Ausstellung Bonner August Macke Haus präsentiert dFrühwerk des Malers Davringhausen

Bonn · Wie er daherkommt - Trojanischer, junger Priester", konnte sich die Dichterin Else Lasker-Schüler vor Begeisterung gar nicht einkriegen.

 Selbstbewusster Dandy: Selbstporträt von Davringhausen.

Selbstbewusster Dandy: Selbstporträt von Davringhausen.

Foto: Museum

"Zwei Nachtschatten schlaftrunken in seinem Mahagonikopf, seine Lippen küßte ein Gottmädchen hold", dichtet sie emphatisch, um in den folgenden Zeilen zu enden: "Aus jedem Bild, das er malt, blickt allfarbig der Schöpfer." Wer die Dichterin derart zum Schwärmen brachte, war der 25 Jahre jüngere Maler Heinrich Maria Davringhausen, ein extrem gut aussehender Dandy-Typ, der gleichwohl offenbar von einer geradezu aufreizenden Bescheidenheit beseelt war.

Die "Selbstbiografie", die er 1920 in der Münchner Zeitschrift "Der Ararat" veröffentlicht, beginnt mit: "Ich bin in Aachen am 21. Oktober 1894 geboren. Am 13. Juli wurde ich zum Maler bestimmt. Wieso? Das geht Sie nichts an." Die Autobiografie ist gerade einmal elf Zeilen lang, gespickt mit dialogischen Formeln, locker, ein wenig überheblich - und durch und durch souverän. 26 Jahre alt ist Davringhausen, als er schreibt: "Meine Bilder: mit denen können Sie anfangen, was Sie wollen. Freuen Sie sich darüber - es ist ein Gewinn für Sie."

Das Selbstporträt, das Davringhausen sechs oder sieben Jahre vor diesen Zeilen von sich malte, sagt mehr über ihn: Es zeigt einen jungen, dunkelhaarigen, smarten Mann in einer edlen grünen Jacke und mit wachem Blick - wobei der Maler souverän überspielt, dass er nach tragischem Spiel mit der Pistole als Sechsjähriger das linke Augenlicht verloren hat. Farbenfroh und frisch setzt er sich ins Bild, ein Lampion im Vordergrund und eine wilde Tapete oder ein Gobelin im Hintergrund weisen ihn als kühnen, dem Farbexperiment nicht abgeneigten Maler aus.

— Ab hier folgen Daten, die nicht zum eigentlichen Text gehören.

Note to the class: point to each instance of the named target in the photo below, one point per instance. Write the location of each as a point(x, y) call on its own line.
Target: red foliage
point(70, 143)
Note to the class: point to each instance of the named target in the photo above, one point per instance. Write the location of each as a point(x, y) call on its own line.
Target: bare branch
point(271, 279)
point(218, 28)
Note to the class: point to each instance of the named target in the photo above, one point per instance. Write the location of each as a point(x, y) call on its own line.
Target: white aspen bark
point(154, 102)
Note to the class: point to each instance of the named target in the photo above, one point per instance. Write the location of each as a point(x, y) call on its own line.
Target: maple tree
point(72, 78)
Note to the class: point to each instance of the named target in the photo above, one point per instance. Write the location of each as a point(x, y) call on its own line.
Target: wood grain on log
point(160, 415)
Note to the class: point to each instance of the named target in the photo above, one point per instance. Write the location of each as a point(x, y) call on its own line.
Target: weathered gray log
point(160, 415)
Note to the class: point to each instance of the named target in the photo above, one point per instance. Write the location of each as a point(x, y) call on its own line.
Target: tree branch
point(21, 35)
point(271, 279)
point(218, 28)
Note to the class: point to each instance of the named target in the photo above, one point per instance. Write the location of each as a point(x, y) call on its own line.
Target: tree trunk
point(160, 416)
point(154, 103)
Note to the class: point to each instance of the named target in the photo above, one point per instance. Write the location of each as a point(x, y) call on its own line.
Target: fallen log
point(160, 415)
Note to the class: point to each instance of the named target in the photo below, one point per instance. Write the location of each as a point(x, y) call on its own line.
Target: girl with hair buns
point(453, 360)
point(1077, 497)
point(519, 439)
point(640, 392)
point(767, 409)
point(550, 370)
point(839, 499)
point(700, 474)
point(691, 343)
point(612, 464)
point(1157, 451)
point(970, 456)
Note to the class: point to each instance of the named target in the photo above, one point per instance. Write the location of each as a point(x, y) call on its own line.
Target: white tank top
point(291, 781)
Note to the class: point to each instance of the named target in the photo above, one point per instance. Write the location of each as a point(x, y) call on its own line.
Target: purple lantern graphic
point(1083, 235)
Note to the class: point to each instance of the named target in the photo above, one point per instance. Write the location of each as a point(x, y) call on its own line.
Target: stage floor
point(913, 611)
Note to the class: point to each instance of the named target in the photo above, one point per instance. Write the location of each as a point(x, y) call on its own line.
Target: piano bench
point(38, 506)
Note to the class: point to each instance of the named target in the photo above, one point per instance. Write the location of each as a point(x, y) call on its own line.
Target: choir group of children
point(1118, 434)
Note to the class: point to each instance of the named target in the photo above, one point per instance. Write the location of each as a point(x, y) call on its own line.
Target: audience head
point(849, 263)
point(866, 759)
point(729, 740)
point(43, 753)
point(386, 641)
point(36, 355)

Davringhausens Selbstporträt steht im Mittelpunkt einer ausgezeichneten Ausstellung im Bonner August Macke Haus, die ihn nicht als Meister der Neuen Sachlichkeit und des Magischen Realismus feiert, als den man ihn kennt, sondern sein eher unbekanntes Frühwerk zum Thema hat. Die Schau streift eine bizarre Biografie, die gleichzeitig auch das Generationenporträt deutscher Künstler gleichen Alters ist: Davringhausen wurde 1894 in Aachen geboren, geriet nach seiner Entscheidung, Maler zu werden, wie viele seiner Kollegen durch die Sonderbundausstellung 1912 in Köln in den Bann der Moderne.

Er ging an die stockkonservative Düsseldorfer Kunstakademie und verließ sie bald wieder (1904 hatte August Macke der Akademie genervt den Rücken gekehrt). Im Schnelltempo macht sich Davringhausen mit den Strömungen der Moderne vertraut, taucht zusammen mit Carlo Mense kurz in die Lebensreformer-Welt des Monte Veritá in Ascona ein, geht nach Berlin, ist dann Mitglied der politisch aktiven Bohème in München. Seit der Machtergreifung der Nazis ist Davringhausen, der die jüdische Bankierstochter Lore Auerbach aus Köln geheiratet hat, auf der Flucht, seine Werke gelten als "Entartete Kunst". Vieles geht verloren und ist heute verschollen. In Frankreich findet Davringhausen eine neue Heimat, 1970 stirbt er in Nizza.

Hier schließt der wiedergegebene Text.